As part of our job as facilitators in residence (FIR’s) Joan Wilmot and I offered a session on Appreciative Inquiry (AI) on the Monday morning matinee slot. 

Appreciative Inquiry came out of America in the 90’s.  Essentially it is a way of looking, seeing what is working rather than what is not. Another way of putting it is seeing life as a mystery to be embraced rather than only a problem to be solved.  Deceptively simple in its approach and philosophy, the idea behind it is that action follows thought.  If we fill our minds with negative images, we act on our images, and if we see the world in a more positive way we move in a different direction. So, for example, a goal of reducing vandalism in a school will lead to images of graffiti, broken glass and such like, with a possible remedy of CCTV.  An image of creating a beautiful school environment would in itself reduce the vandalism but in a much more positive and creative way.  

Joan and Robin Explaining AI
Central to the approach is that any lasting change has to be owned by all levels of the organisation, and not just a top down mandate.  As such working say in a school, change that can come from the pupils and be owned by them will lead to a much more effective change in the culture. 

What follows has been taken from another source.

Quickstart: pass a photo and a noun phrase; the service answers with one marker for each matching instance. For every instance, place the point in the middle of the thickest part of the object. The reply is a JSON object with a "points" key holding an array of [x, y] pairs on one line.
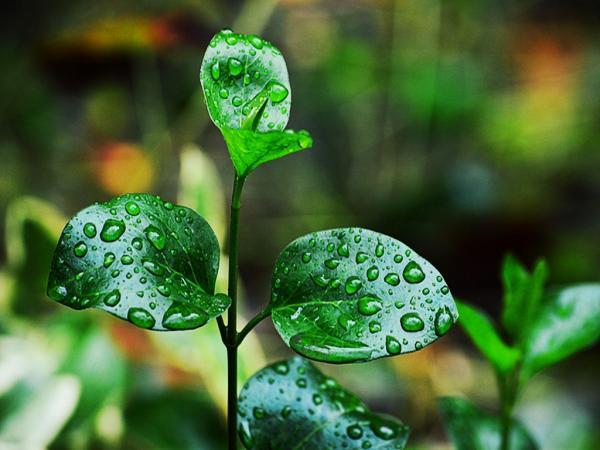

We started the session with a brief introduction to the philosophy of AI and then did an exercise called ‘sparkling moment’.  This involves asking people to pair up, and one asks the other for a recent ‘sparkling moment’ at work (or elsewhere if the person is not working).  The listener writes down key words or phrases that strike them, gently encouraging them by asking, ‘and what else?’ They do this for 3 minutes.  The roles are then reversed.  Then there is quiet time of one minute whilst both parties think of two qualities or strengths that they have picked up from their partner from listening to their ‘sparkling moment’.  At the end both partners share with each other the two strengths or qualities they saw from listening to the sparkling moment. For example a quality of caring, or wanting to see others happy were both picked up from their partner’s stories in this group.  This simple exercise puts people in touch with something positive (often important in stressful work situations), it enables them to be heard without interruption, and enables their partners to use their intuitions about their qualities which are fed back to the whole group, thus building group cohesion.

A very interesting thing happened at the beginning of this session.  Two young children who were being baby sat, came into the room where we were working.  I was on the point of being irritated, seeing this as an interruption, and then thought, “What if I see this situation appreciatively and just welcome them?”  My whole mental attitude changed. I relaxed and was able to include them, and I was able to model what I was teaching.  Once the children saw what the group and their mother was doing, they returned to the babysitter without any prompting.   In other words we got to the outcome I would have wanted but not in a conflictual way.

I cannot say what impact the session had, as the group was already had begin to build cohesion in the very short time we had been together.  But I do believe that people genuinely like appreciating and being appreciated if it is genuine and not a form of manipulation.  The exercise was obviously only a taster, and if you want to know more, just Google Appreciative Inquiry.  Thank you, Jock, for creating the space for Joan and I to introduce this topic.

Robin Shohet  (Findhorn, Scotland) June 2011.